Digital libraries are composed of books and publications in a digital format. Every piece is stored as an electronic file that can be accessed over computers. Digital libraries are thus much more compact and easier to navigate than their brick and mortar counterparts. One of the most well known examples of a digital library is Project Gutenberg which includes copies of many of the most renowned classic texts of the English language. Google Book Search is also effectively a digital library since it allows us to access many contemporary books in a digital form. The trend toward digital libraries and education has been driven primarily by cost considerations. It is much cheaper to store and distribute educational content in digital form then as hard copies. The digital systems also facilitate easy search and copying of relevant material. Digital libraries can thus save a lot of time for academics who are looking to research questions by surveying large quantities of material.

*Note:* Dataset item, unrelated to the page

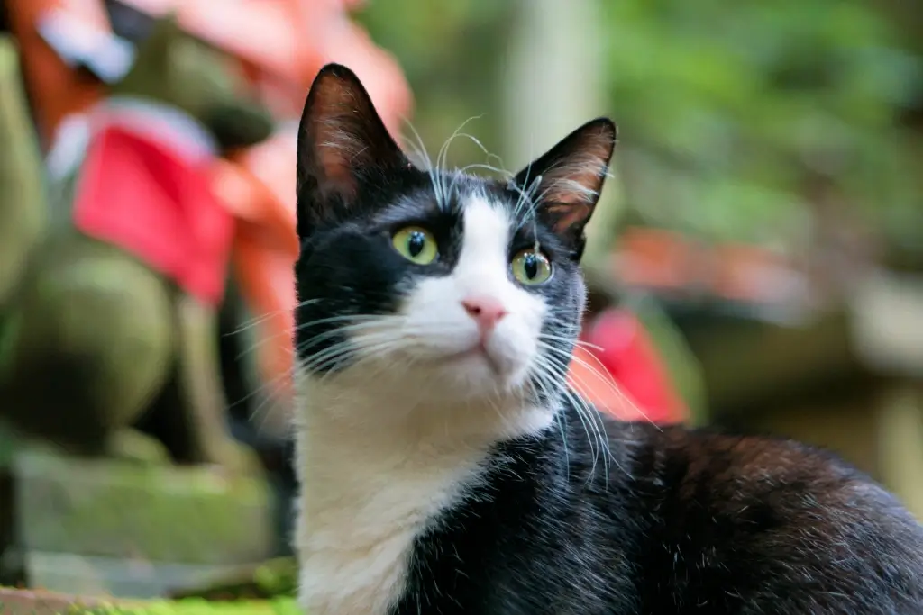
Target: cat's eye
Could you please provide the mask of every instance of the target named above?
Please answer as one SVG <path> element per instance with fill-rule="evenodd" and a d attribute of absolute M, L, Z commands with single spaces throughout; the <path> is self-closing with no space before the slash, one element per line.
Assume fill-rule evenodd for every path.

Digital libraries do not need to be staffed by help desks and librarians and this brings added cost savings. The accessibility of such databases all over the world means digital libraries can reduce the educational divide by making such resources more universally accessible.
What is the curriculum on digital libraries?
The National Science foundation sponsored the development of a unified curriculum on digital library education. This curriculum specifies how to identify and tag texts in a digital format. It also outlines best practices in digital formats, developing redundancy within electronic systems and designing interfaces to be user friendly. It is this very curriculum that is offered as a course titled digital libraries and education. Students enrolled in this course learn about the intricacies of setting up and managing a digital library.
Career options after studying digital libraries and education
There is growing demand for professionals trained in the science of digital libraries. Technology giants like Amazon and Google have a strong focus on compiling and distributing digital content to consumers. As more content goes online, there is greater demand for people who understand how to categorize books, journals and periodicals in an electronic format. Employers are looking for people with the right mix of technical skills to set up the system and understanding of consumer behavior to make the interfaces as user-friendly as possible.
Challenges of digital libraries
That is not to say that digital libraries are not without their problems. At this point, the systems for categorizing and tagging digital books are not standardized. One of the purposes of the curriculum defined by the National Science Foundation was to facilitate this process. But those studying digital libraries are currently trained in the various acceptable formats so are prepared for all possibilities. Many digital libraries have also encountered regulatory and legal concerns. Google has been targeted by book publishers for digitizing content that is copyrighted. There is no clear legislation on these matters and those who study digital libraries and education are thus prepared for the ambiguities that may arise over these issues.